In Houston, the Harris County District Attorney’s Office reported that investigators turned up more than 100 encrypted devices last year, and have seized up to 10 per month so far in 2016, spokesman Jeff McShan said.
Of the estimated 800 mobile phones seized by the Charlotte-Mecklenburg Police Department each year, up to 20% have some type of encryption that prevents access, said spokesman Robert Tufano. He said Apple is not the only manufacturer with encryption that “prevents us from accessing phones.’’
“Investigators have just thrown up their hands in many cases, because they know that encryption has put potentially key evidence beyond their reach,’’ NYPD spokesman Peter Donald said.
“We have been working this issue for the past year,’’ said David LaBahn, president of the Association of Prosecuting Attorneys, adding that the group is attempting to amass a more comprehensive accounting of blocked phones.
The highest profile iPhone case aside from San Bernardino has been in Brooklyn. Government investigators have sought to compel Apple to help gain access to data on the iPhone of a suspect who pleaded guilty in a methamphetamine conspiracy.
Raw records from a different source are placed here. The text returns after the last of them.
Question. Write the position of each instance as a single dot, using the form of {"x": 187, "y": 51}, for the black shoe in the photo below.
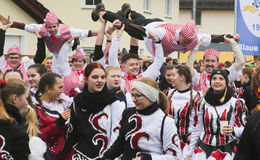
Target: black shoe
{"x": 95, "y": 13}
{"x": 125, "y": 10}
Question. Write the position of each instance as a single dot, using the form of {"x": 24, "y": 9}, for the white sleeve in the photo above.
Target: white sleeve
{"x": 241, "y": 120}
{"x": 196, "y": 132}
{"x": 117, "y": 109}
{"x": 239, "y": 58}
{"x": 82, "y": 34}
{"x": 29, "y": 63}
{"x": 190, "y": 63}
{"x": 152, "y": 27}
{"x": 153, "y": 71}
{"x": 33, "y": 27}
{"x": 205, "y": 39}
{"x": 171, "y": 142}
{"x": 2, "y": 61}
{"x": 113, "y": 52}
{"x": 233, "y": 74}
{"x": 102, "y": 61}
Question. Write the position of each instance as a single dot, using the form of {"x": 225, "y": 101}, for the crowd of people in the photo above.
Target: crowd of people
{"x": 114, "y": 107}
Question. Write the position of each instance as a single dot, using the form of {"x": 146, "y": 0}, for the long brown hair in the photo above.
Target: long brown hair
{"x": 19, "y": 87}
{"x": 185, "y": 71}
{"x": 255, "y": 81}
{"x": 163, "y": 100}
{"x": 3, "y": 114}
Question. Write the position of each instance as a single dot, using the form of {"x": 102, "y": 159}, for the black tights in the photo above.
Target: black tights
{"x": 133, "y": 27}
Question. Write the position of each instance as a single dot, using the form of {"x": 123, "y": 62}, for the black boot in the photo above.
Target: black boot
{"x": 95, "y": 13}
{"x": 125, "y": 10}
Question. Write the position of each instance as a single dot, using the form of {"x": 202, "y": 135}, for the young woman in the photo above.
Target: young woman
{"x": 182, "y": 99}
{"x": 76, "y": 77}
{"x": 95, "y": 117}
{"x": 35, "y": 73}
{"x": 221, "y": 120}
{"x": 252, "y": 93}
{"x": 14, "y": 139}
{"x": 53, "y": 111}
{"x": 165, "y": 83}
{"x": 12, "y": 73}
{"x": 146, "y": 131}
{"x": 114, "y": 80}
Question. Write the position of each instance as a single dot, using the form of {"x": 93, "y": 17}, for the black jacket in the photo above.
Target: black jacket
{"x": 13, "y": 140}
{"x": 249, "y": 144}
{"x": 13, "y": 136}
{"x": 250, "y": 99}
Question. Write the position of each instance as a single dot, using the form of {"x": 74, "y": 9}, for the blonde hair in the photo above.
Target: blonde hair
{"x": 13, "y": 86}
{"x": 163, "y": 100}
{"x": 19, "y": 87}
{"x": 31, "y": 121}
{"x": 109, "y": 68}
{"x": 3, "y": 114}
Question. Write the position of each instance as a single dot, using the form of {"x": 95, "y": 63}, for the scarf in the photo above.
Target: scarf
{"x": 214, "y": 98}
{"x": 95, "y": 102}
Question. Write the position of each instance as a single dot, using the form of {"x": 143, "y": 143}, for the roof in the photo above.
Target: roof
{"x": 208, "y": 4}
{"x": 33, "y": 8}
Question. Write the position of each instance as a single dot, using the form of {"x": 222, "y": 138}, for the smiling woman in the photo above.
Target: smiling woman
{"x": 95, "y": 117}
{"x": 221, "y": 120}
{"x": 141, "y": 125}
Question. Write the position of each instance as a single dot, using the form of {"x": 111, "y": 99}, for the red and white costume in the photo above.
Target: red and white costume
{"x": 169, "y": 35}
{"x": 23, "y": 67}
{"x": 185, "y": 119}
{"x": 75, "y": 78}
{"x": 214, "y": 145}
{"x": 201, "y": 80}
{"x": 58, "y": 44}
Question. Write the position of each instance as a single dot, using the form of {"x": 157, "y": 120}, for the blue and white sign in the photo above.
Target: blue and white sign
{"x": 248, "y": 26}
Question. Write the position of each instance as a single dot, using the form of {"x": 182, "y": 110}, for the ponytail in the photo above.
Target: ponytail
{"x": 31, "y": 121}
{"x": 163, "y": 102}
{"x": 191, "y": 100}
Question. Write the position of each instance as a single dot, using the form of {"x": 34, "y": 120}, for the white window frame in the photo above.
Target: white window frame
{"x": 168, "y": 8}
{"x": 83, "y": 4}
{"x": 9, "y": 42}
{"x": 147, "y": 6}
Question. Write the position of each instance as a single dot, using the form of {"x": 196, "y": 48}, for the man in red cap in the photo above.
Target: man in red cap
{"x": 13, "y": 58}
{"x": 56, "y": 37}
{"x": 76, "y": 77}
{"x": 174, "y": 37}
{"x": 211, "y": 62}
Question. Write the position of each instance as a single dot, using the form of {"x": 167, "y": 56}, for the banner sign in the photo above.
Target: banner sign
{"x": 248, "y": 26}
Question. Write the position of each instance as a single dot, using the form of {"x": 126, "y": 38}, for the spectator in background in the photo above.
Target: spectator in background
{"x": 227, "y": 64}
{"x": 166, "y": 82}
{"x": 252, "y": 93}
{"x": 168, "y": 61}
{"x": 246, "y": 78}
{"x": 48, "y": 63}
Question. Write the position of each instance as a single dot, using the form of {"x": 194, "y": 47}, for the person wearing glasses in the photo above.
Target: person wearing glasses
{"x": 13, "y": 58}
{"x": 183, "y": 101}
{"x": 95, "y": 117}
{"x": 221, "y": 121}
{"x": 146, "y": 130}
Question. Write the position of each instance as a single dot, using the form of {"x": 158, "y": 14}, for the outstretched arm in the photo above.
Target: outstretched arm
{"x": 190, "y": 62}
{"x": 2, "y": 41}
{"x": 133, "y": 45}
{"x": 153, "y": 71}
{"x": 113, "y": 52}
{"x": 98, "y": 54}
{"x": 40, "y": 52}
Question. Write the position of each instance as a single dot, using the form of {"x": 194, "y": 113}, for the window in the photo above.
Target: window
{"x": 147, "y": 6}
{"x": 198, "y": 16}
{"x": 89, "y": 3}
{"x": 11, "y": 40}
{"x": 168, "y": 8}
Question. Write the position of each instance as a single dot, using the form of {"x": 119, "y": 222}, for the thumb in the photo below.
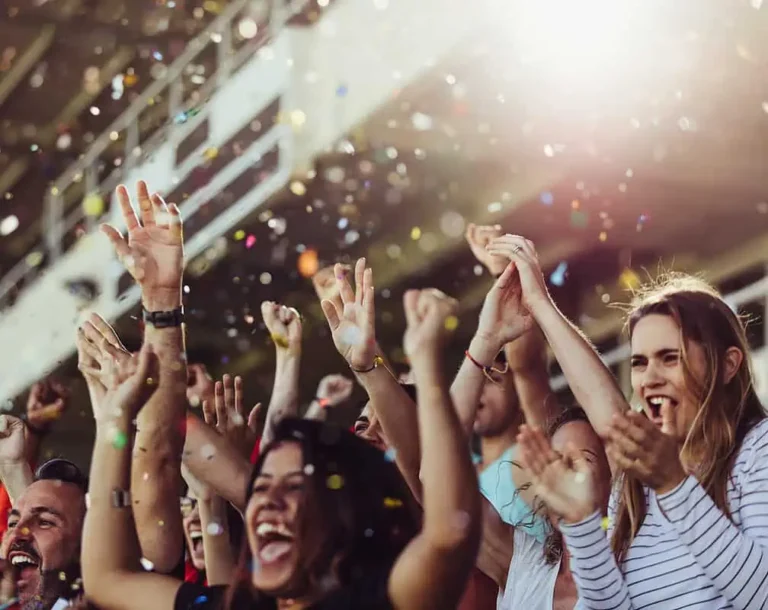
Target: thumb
{"x": 668, "y": 425}
{"x": 253, "y": 418}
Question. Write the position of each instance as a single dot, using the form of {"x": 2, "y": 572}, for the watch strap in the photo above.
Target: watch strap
{"x": 164, "y": 319}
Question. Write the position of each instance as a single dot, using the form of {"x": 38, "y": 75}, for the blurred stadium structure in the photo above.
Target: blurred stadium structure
{"x": 623, "y": 138}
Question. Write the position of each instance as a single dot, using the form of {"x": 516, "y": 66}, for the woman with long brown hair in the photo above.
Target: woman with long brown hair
{"x": 328, "y": 523}
{"x": 689, "y": 525}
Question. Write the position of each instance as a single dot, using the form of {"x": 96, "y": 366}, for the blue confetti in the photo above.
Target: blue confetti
{"x": 558, "y": 275}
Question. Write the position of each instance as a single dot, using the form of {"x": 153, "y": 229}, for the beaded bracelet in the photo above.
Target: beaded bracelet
{"x": 487, "y": 370}
{"x": 377, "y": 360}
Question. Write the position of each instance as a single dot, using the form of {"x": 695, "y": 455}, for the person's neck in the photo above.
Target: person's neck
{"x": 493, "y": 447}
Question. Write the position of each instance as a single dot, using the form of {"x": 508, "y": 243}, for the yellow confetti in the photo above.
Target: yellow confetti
{"x": 451, "y": 323}
{"x": 335, "y": 482}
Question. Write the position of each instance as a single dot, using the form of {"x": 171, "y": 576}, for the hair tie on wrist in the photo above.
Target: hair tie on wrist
{"x": 487, "y": 370}
{"x": 279, "y": 340}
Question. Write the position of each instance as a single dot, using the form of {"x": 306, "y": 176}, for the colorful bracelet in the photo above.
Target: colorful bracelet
{"x": 487, "y": 370}
{"x": 377, "y": 360}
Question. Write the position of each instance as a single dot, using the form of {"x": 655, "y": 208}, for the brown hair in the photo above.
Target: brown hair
{"x": 356, "y": 516}
{"x": 727, "y": 412}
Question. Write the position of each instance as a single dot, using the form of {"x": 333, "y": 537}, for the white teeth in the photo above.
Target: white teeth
{"x": 268, "y": 528}
{"x": 22, "y": 559}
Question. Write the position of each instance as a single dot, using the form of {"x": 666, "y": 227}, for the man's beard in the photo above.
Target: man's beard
{"x": 54, "y": 584}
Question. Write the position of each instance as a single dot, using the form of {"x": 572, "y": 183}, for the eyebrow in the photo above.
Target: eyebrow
{"x": 37, "y": 510}
{"x": 662, "y": 352}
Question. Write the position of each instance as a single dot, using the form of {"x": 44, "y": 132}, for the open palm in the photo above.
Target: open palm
{"x": 504, "y": 318}
{"x": 353, "y": 328}
{"x": 153, "y": 252}
{"x": 564, "y": 482}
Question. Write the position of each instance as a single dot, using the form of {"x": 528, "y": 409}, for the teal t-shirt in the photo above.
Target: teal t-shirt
{"x": 498, "y": 487}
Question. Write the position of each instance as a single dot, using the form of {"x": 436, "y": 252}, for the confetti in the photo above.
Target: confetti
{"x": 335, "y": 482}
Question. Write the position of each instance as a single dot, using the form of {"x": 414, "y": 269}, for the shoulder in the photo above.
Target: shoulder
{"x": 753, "y": 453}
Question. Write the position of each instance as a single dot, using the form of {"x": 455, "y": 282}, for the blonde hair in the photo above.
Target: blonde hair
{"x": 727, "y": 410}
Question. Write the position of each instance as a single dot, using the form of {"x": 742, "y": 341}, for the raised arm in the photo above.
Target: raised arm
{"x": 354, "y": 335}
{"x": 153, "y": 254}
{"x": 433, "y": 569}
{"x": 502, "y": 319}
{"x": 112, "y": 575}
{"x": 591, "y": 382}
{"x": 284, "y": 326}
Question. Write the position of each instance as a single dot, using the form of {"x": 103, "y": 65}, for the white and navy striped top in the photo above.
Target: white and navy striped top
{"x": 687, "y": 554}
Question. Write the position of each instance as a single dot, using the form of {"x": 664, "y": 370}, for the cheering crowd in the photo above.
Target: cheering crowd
{"x": 603, "y": 504}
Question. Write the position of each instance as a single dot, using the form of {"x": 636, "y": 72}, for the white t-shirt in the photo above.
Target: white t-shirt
{"x": 530, "y": 581}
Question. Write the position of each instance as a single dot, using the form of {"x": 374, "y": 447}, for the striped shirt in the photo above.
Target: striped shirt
{"x": 687, "y": 554}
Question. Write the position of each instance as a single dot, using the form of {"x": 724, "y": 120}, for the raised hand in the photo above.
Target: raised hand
{"x": 47, "y": 401}
{"x": 334, "y": 390}
{"x": 12, "y": 440}
{"x": 199, "y": 385}
{"x": 353, "y": 328}
{"x": 564, "y": 482}
{"x": 527, "y": 268}
{"x": 226, "y": 415}
{"x": 283, "y": 324}
{"x": 478, "y": 237}
{"x": 99, "y": 355}
{"x": 134, "y": 380}
{"x": 427, "y": 313}
{"x": 153, "y": 251}
{"x": 635, "y": 444}
{"x": 503, "y": 317}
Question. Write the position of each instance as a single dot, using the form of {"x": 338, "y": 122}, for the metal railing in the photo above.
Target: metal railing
{"x": 56, "y": 222}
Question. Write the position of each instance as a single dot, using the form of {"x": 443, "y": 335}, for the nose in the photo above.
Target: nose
{"x": 652, "y": 377}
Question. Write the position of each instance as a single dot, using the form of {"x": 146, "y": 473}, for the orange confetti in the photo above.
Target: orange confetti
{"x": 308, "y": 263}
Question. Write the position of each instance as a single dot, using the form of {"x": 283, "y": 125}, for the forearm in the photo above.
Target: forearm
{"x": 215, "y": 463}
{"x": 284, "y": 401}
{"x": 219, "y": 559}
{"x": 468, "y": 384}
{"x": 592, "y": 383}
{"x": 16, "y": 477}
{"x": 155, "y": 483}
{"x": 110, "y": 547}
{"x": 600, "y": 582}
{"x": 537, "y": 400}
{"x": 398, "y": 416}
{"x": 450, "y": 496}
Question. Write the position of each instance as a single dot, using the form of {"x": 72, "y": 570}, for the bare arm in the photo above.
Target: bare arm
{"x": 354, "y": 335}
{"x": 284, "y": 326}
{"x": 112, "y": 574}
{"x": 153, "y": 254}
{"x": 433, "y": 569}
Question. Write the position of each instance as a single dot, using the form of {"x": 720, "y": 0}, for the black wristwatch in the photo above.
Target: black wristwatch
{"x": 164, "y": 319}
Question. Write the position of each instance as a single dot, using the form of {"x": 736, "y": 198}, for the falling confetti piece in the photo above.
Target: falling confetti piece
{"x": 335, "y": 482}
{"x": 308, "y": 263}
{"x": 558, "y": 275}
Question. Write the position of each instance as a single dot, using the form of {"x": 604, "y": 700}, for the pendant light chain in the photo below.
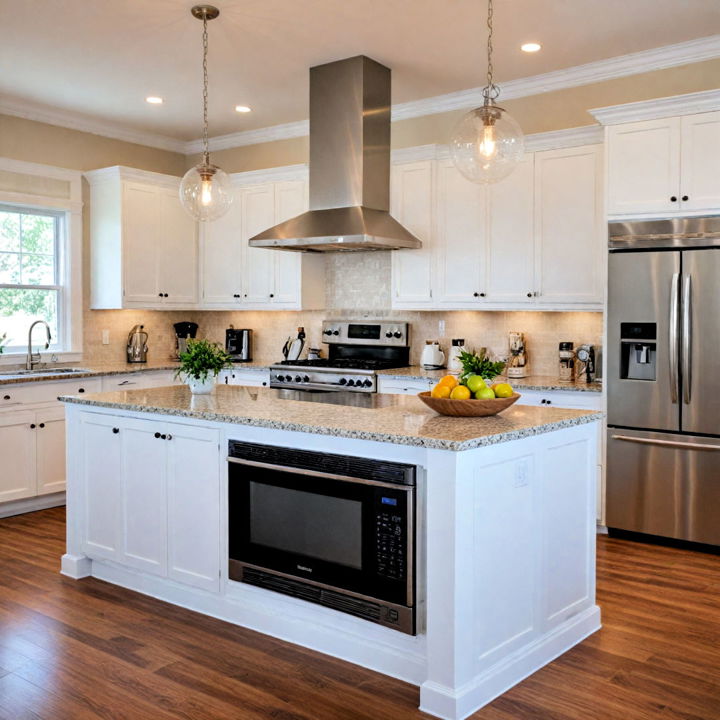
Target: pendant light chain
{"x": 206, "y": 153}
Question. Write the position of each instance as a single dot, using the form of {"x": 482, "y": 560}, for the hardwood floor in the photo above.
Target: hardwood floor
{"x": 75, "y": 650}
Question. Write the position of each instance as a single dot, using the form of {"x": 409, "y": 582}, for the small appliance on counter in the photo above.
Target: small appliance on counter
{"x": 566, "y": 356}
{"x": 432, "y": 356}
{"x": 238, "y": 344}
{"x": 183, "y": 332}
{"x": 517, "y": 364}
{"x": 457, "y": 347}
{"x": 137, "y": 345}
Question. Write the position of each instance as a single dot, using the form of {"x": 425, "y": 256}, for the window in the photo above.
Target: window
{"x": 31, "y": 286}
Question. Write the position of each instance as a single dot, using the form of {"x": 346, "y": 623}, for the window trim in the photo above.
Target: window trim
{"x": 69, "y": 263}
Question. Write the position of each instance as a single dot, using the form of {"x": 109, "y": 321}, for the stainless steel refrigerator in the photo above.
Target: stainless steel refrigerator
{"x": 663, "y": 378}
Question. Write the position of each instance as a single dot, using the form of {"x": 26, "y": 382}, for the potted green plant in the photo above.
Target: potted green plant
{"x": 201, "y": 364}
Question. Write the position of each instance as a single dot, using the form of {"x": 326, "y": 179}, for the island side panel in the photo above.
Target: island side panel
{"x": 511, "y": 564}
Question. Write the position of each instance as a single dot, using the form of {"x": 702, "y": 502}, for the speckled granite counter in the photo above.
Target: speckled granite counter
{"x": 97, "y": 370}
{"x": 531, "y": 382}
{"x": 401, "y": 420}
District Court Judge Margo Brodie on Tuesday approved Apple’s motion for a delay in the case and gave Apple a new deadline of April 15 to respond to the government’s appeal of the magistrate judge’s order in Apple’s favor. She told the government it must notify the court by April 11 whether it intends to modify the appeal.
In a ruling on that case last month, Judge James Orenstein in New York’s Eastern District called the government's use of the All Writs Act too "expansive."
As the government had also used the All Writs Act in the San Bernardino case, law enforcement officials would have liked clarification on whether the Act can be used to force tech companies to help them get into locked devices. The 1789 law says that federal courts can require individuals to comply in cases that aren’t covered by existing law.
With the withdrawal of the San Bernardino case, no resolution is possible and it’s going to take time for the government to have such a strong case again, said David O'Brien, a senior researcher with the Berkman Center for Internet & Society at Harvard University.
According to some attorneys, the government’s actions have seriously weakened its credibility if it attempts to argue for compelling companies to help it in future cases. The Department of Justice spent a month saying Apple’s assistance was the only way it could get into the phone, and then suddenly said it wasn’t, said Scott Vernick, head of the data security and privacy practice at Fox Rothschild in Philadelphia.
“Now any other court is going to ask, ‘Really? Are you sure you need their help? That’s what you asked for last time and apparently you didn’t,’” Vernick said.